International Space Station after undocking
This has many advantages, but first and foremost is not having to cram complex structures into a narrow tube. NASA has become a master at origami folding simply because often their antennas and solar panels feature structures far larger than can fit into a rocket assembled.
Another advantage, though, is that the assembly can be done in outer space. Most gantries and structures used in orbit are overkill. Zero-G means that there are very few forces acting on structures, so mostly you need just enough structure to keep it in place. But because everything must be launched from Earth, more rigid structures are needed.
"Our long-term goal for 3D printing is to actually build functioning spacecraft," said Jason Dunn in an interview with InnovationNewsDaily.
"A Cubesat (miniature satellite) could be built with the machine we are designing for the space station in the next several years."

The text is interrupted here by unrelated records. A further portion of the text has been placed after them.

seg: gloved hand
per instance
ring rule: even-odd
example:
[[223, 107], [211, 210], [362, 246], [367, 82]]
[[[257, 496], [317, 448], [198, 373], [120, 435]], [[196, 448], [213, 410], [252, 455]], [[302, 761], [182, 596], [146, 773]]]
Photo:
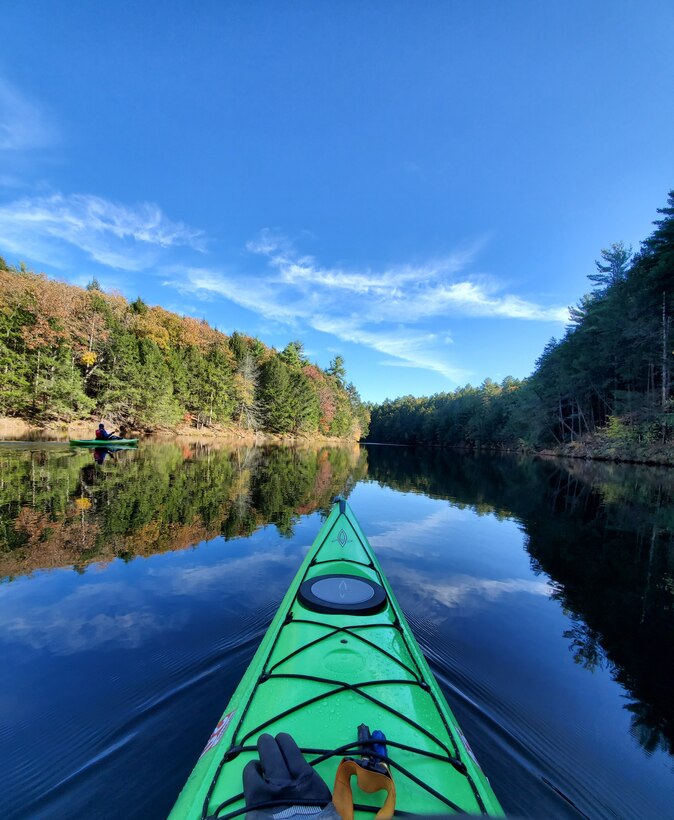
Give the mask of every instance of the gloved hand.
[[[330, 789], [306, 762], [289, 734], [281, 732], [276, 738], [266, 733], [260, 735], [257, 751], [260, 759], [251, 760], [243, 770], [243, 793], [246, 806], [251, 809], [246, 820], [270, 818], [291, 806], [315, 806], [316, 818], [339, 817], [330, 802]], [[260, 809], [255, 811], [257, 806]], [[328, 814], [319, 813], [326, 807]]]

Dunn believes that building structures as large as the Arecebo radio observatory, a 1,000 foot radio telescope in Puerto Rico, is possible using a Cubesat, a satellite roughly the size of a loaf of bread. Simply keep the bot fed with raw material and let it go to work.
Getting the resources up there wouldn't be difficult, either. Simply load an existing rocket with the fuel, probably wound up tight inside the final stage, and launch it into orbit. If this kind of thing takes off, we could see the NASA astronauts designing their own structures in the future, just going with the proverbial flow. Or, the 3D printer could print out replacement parts for the International Space Station, which is chock full of small replicatable bits that still cost a lot to launch.
Right now the project only has $100,000 in funding to research a prototype for the ISS. But that should be more than enough to build a working model. So who knows? Maybe we'll see a 3D printer on the ISS before the end of the decade.